A new survey report from the Modern Language Association of America (MLA) shows that students in US institutions of higher education are increasingly opting for studies in a broad range of languages other than English.

Produced with the support of the US Department of Education, the MLA report shows that enrollments in foreign language courses among undergraduate and graduate students in colleges and universities have grown by 6.6% between 2006 and 2009, led primarily by a surge in enrollments in Arabic, up 46.3%. In terms of absolute numbers, Spanish continued to be the most popular language with a growth of 5% from 2006, followed by French which also registered a close rate of growth.

Other languages that recorded significant growth were Korean, Chinese, Portuguese and the American Sign Language, commonly referred to as ASL.

Although overall growth has slowed somewhat since the Association's last report in 2006 (12.9% between 2002-06), what has been heartening among language study experts is the greater interest in a broader variety of languages, even those outside the fifteen most commonly taught (classified in the MLA report as less commonly taught languages, or LCTLs).

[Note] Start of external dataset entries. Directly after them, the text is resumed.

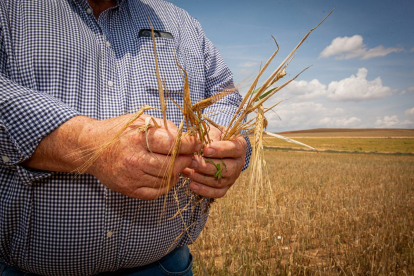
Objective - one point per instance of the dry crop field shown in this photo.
(318, 214)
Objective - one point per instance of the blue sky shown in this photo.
(362, 57)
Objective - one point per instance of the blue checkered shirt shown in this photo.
(57, 61)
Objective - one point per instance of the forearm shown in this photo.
(64, 149)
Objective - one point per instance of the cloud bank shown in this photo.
(356, 88)
(353, 47)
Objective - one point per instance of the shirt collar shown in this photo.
(85, 4)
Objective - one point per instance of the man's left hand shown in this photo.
(215, 172)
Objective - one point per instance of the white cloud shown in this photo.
(358, 88)
(393, 122)
(355, 88)
(306, 90)
(249, 64)
(409, 112)
(353, 47)
(409, 90)
(305, 115)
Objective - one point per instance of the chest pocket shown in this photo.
(169, 71)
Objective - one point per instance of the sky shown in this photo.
(362, 57)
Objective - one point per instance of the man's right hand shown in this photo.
(127, 167)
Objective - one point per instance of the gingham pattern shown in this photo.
(58, 62)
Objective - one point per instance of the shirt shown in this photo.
(57, 61)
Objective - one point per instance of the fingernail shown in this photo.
(210, 152)
(194, 186)
(193, 165)
(198, 147)
(187, 172)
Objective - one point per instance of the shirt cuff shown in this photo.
(25, 119)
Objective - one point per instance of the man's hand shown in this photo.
(127, 167)
(227, 156)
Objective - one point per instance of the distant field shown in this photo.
(378, 145)
(317, 214)
(349, 140)
(351, 133)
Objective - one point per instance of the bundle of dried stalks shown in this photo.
(197, 123)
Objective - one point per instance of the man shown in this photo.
(71, 72)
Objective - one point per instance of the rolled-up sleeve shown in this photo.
(26, 117)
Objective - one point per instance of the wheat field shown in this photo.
(317, 214)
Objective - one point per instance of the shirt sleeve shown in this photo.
(219, 78)
(26, 116)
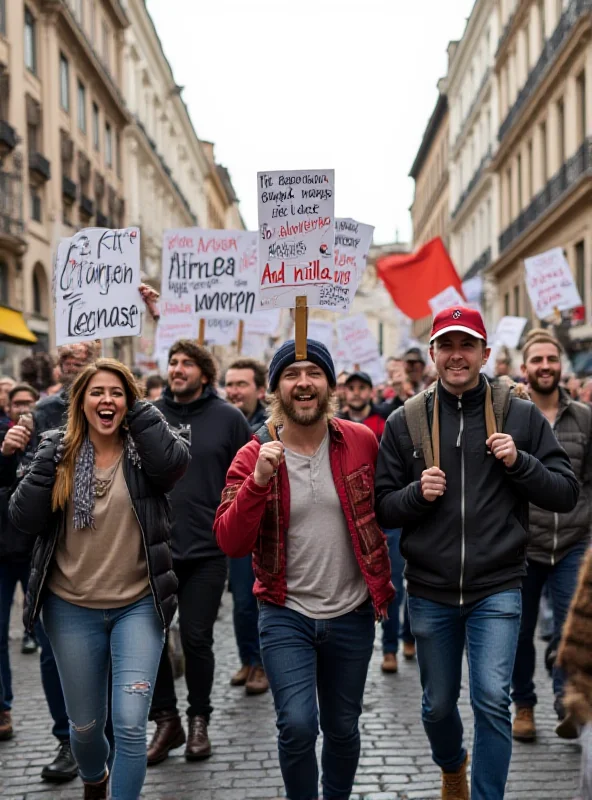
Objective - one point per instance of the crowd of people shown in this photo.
(446, 505)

The number of such languages also saw an increase with 217 LCTLs offered for study in 2009, 35 more than in 2006. Enrollments in these grew by 20.8% during the period.

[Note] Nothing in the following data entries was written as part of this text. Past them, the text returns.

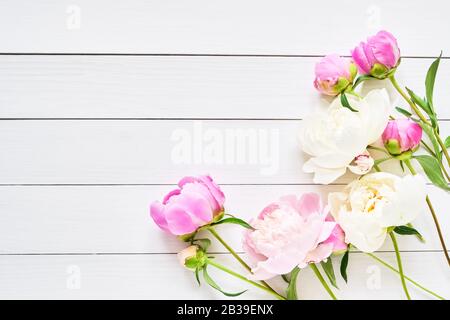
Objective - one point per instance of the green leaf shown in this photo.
(447, 142)
(329, 271)
(203, 243)
(433, 171)
(197, 277)
(191, 263)
(292, 287)
(430, 79)
(345, 103)
(402, 166)
(344, 264)
(361, 79)
(406, 230)
(285, 278)
(404, 112)
(214, 285)
(430, 133)
(234, 221)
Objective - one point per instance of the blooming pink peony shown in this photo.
(291, 232)
(334, 74)
(378, 55)
(401, 135)
(196, 202)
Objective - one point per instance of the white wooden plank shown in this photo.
(153, 152)
(115, 219)
(178, 87)
(202, 26)
(148, 276)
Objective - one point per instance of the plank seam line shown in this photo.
(187, 55)
(163, 119)
(171, 253)
(160, 184)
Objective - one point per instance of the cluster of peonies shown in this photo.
(300, 231)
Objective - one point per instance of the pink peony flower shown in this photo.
(401, 135)
(197, 202)
(334, 74)
(291, 232)
(378, 55)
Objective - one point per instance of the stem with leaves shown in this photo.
(387, 265)
(420, 115)
(322, 281)
(433, 214)
(236, 256)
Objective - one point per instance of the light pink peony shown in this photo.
(378, 55)
(334, 74)
(401, 135)
(196, 202)
(291, 232)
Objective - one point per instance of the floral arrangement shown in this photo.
(355, 133)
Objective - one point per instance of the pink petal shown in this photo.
(326, 231)
(179, 222)
(319, 254)
(309, 203)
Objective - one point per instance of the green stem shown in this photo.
(387, 265)
(420, 115)
(236, 256)
(322, 281)
(400, 266)
(433, 214)
(241, 277)
(378, 149)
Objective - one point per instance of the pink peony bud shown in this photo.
(401, 135)
(334, 74)
(197, 202)
(337, 238)
(289, 233)
(378, 56)
(187, 254)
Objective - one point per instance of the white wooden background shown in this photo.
(91, 93)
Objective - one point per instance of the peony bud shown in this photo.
(192, 257)
(334, 74)
(402, 135)
(379, 56)
(337, 238)
(197, 202)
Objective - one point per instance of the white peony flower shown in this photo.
(370, 205)
(334, 138)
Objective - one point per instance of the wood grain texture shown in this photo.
(231, 27)
(153, 276)
(154, 152)
(115, 219)
(180, 87)
(88, 140)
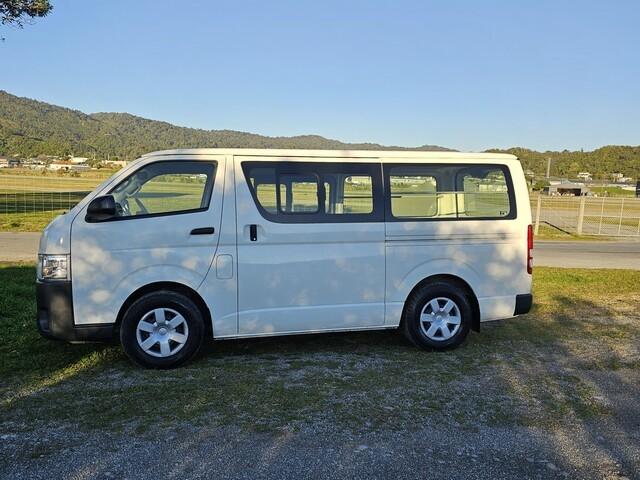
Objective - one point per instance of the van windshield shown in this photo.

Globalization, the consequent spread of career opportunities across the world, and the growing awareness of the need to engage with nations across the global village at a socio-cultural level are some of the reasons behind the rise in interest among students to study languages other than English. However, one would think that most view foreign language training as a means to an end, rather than the end itself, given the 6.7% decline in graduate enrollments in languages.

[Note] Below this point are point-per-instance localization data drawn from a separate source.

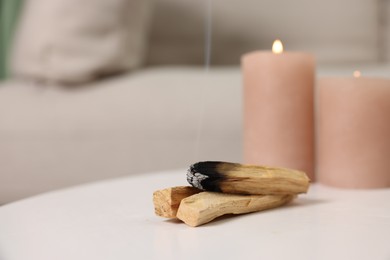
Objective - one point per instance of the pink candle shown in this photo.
(278, 109)
(353, 139)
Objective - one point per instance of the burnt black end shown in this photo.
(205, 176)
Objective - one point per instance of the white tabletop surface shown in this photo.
(115, 220)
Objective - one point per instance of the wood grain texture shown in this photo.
(203, 207)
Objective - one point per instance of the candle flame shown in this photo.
(357, 74)
(277, 47)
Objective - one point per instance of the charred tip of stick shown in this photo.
(195, 178)
(203, 175)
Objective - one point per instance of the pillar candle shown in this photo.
(278, 109)
(353, 138)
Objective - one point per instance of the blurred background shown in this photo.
(97, 89)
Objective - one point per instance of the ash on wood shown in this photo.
(235, 178)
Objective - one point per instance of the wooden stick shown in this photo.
(203, 207)
(235, 178)
(166, 201)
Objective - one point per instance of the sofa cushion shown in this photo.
(52, 137)
(71, 41)
(336, 31)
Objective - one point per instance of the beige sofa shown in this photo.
(115, 117)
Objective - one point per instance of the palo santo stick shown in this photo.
(166, 201)
(203, 207)
(235, 178)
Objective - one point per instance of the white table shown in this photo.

Ironically, despite the continued interest in language studies among students, the American university system has recently seen frequent and common cutbacks in language offerings, due in part to budget challenges. Business Schools, however, strongly encourage their students to take language courses - either as electives through the broader University ecosystem that they belong to, or through exclusive tie-ups or specially designed courses for their students.